This piece was originally published on The Huffington Post.
By: Mark Ortiz
“There has to be a law against this,” I said to my mom when she called to vent to me about working 12 days in a row at her job in Texas–the state I grew up in. This feeling that workers should be protected stayed with me as I tried to understand the rights for myself and my working friends and family in a state that promises little of anything to its workers.
There is no law in Texas that limits how many consecutive days an employer can schedule you. In fact, there are few laws protecting workers at all in Texas. Texas is an “employment at will” state, meaning if you do not like something at your job, you have one course of action–you can quit.
If there is something my early work experience reinforced in me over and over, it was that I deserved no say in my work. My whole life, I was trained to be an unquestioning member of the Texas workforce. When things looked dangerous, unreasonable, or illegal as a worker, you are taught to put your head down and keep doing your job. Those who did not faced cut hours or even termination.
I continued to work hard, but after six years in the Texas workforce, my frustrations and lack of options reached a boiling point. In 2011, I decided to move to San Francisco to try my luck there. Those years of oppression and frustration came in handy once I realized I had the right to speak up at my new unionized job at Macy’s in San Francisco. One of the first things I noticed about my new job was the amount of respect that managers had for their employees. I could hear it in their tone and selection of words. They did not scream at me or use intimidation to get tasks done. The condescending, rude ways that I was so used to my previous managers speaking to me were gone.
I was also surprised to find out that I could take a break and even was given some sick time in case I missed work. For someone who worked years to gain two weeks off and never had sick days, this was incredible. It took me a couple of weeks to realize that I was part of a union called United Food and Commercial Workers Local 5. But once I realized that these perks I enjoyed so much had been fought for by previous members, I immediately felt responsible for my contract. Having felt so helpless for so many years in Texas, I was proud of my new-found voice in my workplace and decided to be a shop steward.
Having a Union and an active membership can do wonders for workers. It has allowed me to support myself in one of the most expensive areas in the United States. Being a part of a unionized organization has also given me a consistent schedule every week for three years and two weeks’ notice if any changes are made to my schedule, which makes it easy to continue my education and still have time to live a normal life. But most importantly, it made me realize that all those feelings of wanting a voice, wanting a change and wanting to be treated with respect were not so alien in California. People here believed they deserved certain rights and were not afraid to fight for them.
With my recent experience in labor, I joined a small coalition of workers and activists to try to pass the Retail Workers Bill of Rights (RWBoR) in San Francisco. Locals are not the only ones excited about this bill– many groups nationwide have watched the votes hoping that this legislation will have a trickle-down effect across the nation.

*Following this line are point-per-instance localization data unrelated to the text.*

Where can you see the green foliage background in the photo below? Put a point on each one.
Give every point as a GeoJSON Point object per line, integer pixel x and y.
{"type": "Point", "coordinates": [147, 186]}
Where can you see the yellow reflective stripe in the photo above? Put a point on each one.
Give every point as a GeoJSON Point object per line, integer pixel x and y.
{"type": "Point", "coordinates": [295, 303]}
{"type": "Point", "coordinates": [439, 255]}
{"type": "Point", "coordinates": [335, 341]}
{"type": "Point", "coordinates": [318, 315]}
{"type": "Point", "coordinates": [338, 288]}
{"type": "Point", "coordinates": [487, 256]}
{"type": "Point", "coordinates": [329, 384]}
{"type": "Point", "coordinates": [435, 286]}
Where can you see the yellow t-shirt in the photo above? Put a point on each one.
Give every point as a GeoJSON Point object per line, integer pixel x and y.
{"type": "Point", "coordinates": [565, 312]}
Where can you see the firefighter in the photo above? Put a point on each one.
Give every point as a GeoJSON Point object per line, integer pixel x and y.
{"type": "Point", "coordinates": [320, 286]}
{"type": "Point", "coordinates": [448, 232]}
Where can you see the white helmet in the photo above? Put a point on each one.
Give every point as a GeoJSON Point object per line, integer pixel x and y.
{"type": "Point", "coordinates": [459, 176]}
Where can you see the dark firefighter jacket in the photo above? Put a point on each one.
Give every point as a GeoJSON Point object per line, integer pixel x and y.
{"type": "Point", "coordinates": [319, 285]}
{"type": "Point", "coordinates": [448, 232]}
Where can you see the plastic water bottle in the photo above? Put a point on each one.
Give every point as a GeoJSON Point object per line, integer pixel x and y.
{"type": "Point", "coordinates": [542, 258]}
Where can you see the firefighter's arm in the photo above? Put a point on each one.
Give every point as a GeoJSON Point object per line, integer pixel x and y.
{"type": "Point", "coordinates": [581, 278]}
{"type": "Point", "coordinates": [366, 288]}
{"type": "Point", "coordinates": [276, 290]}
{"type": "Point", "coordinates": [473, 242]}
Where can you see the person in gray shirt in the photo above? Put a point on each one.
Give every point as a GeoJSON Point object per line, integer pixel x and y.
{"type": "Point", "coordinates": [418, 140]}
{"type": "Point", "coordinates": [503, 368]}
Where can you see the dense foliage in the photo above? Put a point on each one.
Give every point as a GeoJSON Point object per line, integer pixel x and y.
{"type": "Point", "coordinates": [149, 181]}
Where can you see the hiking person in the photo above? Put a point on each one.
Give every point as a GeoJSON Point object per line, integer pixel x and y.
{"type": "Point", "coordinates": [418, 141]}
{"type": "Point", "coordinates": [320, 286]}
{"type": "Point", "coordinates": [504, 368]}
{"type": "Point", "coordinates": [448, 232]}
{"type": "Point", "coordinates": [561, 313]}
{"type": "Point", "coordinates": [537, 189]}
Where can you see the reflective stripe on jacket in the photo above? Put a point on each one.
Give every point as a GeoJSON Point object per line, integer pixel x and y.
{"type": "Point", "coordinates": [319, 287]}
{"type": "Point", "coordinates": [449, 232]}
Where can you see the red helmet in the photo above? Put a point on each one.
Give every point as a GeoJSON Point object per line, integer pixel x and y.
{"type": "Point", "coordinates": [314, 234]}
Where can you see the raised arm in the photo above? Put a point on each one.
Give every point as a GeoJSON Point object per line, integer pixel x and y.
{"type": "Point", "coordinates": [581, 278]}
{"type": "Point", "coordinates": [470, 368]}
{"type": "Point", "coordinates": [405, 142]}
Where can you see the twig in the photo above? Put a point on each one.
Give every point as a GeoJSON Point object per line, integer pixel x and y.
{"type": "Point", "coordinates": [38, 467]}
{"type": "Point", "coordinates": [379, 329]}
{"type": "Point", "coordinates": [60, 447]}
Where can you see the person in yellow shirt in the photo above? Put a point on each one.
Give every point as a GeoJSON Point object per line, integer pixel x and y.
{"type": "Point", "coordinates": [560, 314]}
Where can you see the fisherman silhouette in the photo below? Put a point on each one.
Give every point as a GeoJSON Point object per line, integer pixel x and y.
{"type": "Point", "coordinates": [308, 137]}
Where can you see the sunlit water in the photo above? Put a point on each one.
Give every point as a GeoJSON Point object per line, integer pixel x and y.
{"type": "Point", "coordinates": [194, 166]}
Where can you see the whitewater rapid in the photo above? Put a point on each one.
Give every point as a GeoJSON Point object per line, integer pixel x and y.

Workers from all walks of life joined the movement, many coming to public forums to share a piece of their hardship with Board Supervisors in San Francisco. It did not take long to realize that lower-income families would benefit with such legislation as parents and family advocates stepped up to the pew to express their struggles finding daycare, trying to work two jobs and managing the many short-notice shifts that they were expected to show up for.
On Tuesday November 25th, the Board of Supervisors unanimously voted to pass the second and final piece of legislation that makes up the Retail Workers Bill of Rights after unanimously passing the first portion the week before. If signed into law by the mayor, these bills would be the first in the nation to promise workers two weeks’ notice on schedules and give workers the right to turn down any shifts given to them with less than two weeks’ notice. They would also work to create a more full-time workforce by offering existing workers more hours, instead of hiring more part-time workers. This will create a more stable workplace for families who find it hard to find time to invest in their children, and it will give them an opportunity to finally have a full-time job instead of juggling multiple part-time positions. This legislation, along with Prop J, a bill that raised San Francisco’s minimum wage, will create some of the best working conditions for retail workers in the United States.
I, like many other workers in the United States, have seen companies continue to invest less and less in their workforce and expect more. For many, this is a class issue, but for me it is a family issue. The work practices of companies have slowly forced workers to change their family practices and this means less time to invest in their children and families. With an increasing amount of families moving out of San Francisco, city leaders have created a multitude of bills that attempt to create conditions in which working-class families can continue to keep up with the ever-increasing cost of living and change low-wage work in industries that are notorious for abusive practices. My hope is that such legislation will trickle down across the nation and maybe someday, my mother will not have to wait almost two weeks to have a day off.
Mark Ortiz is a retail worker, an undergraduate student and an activist living in the Bay Area. He is currently working as a Writing Fellow at the Center for Community Change.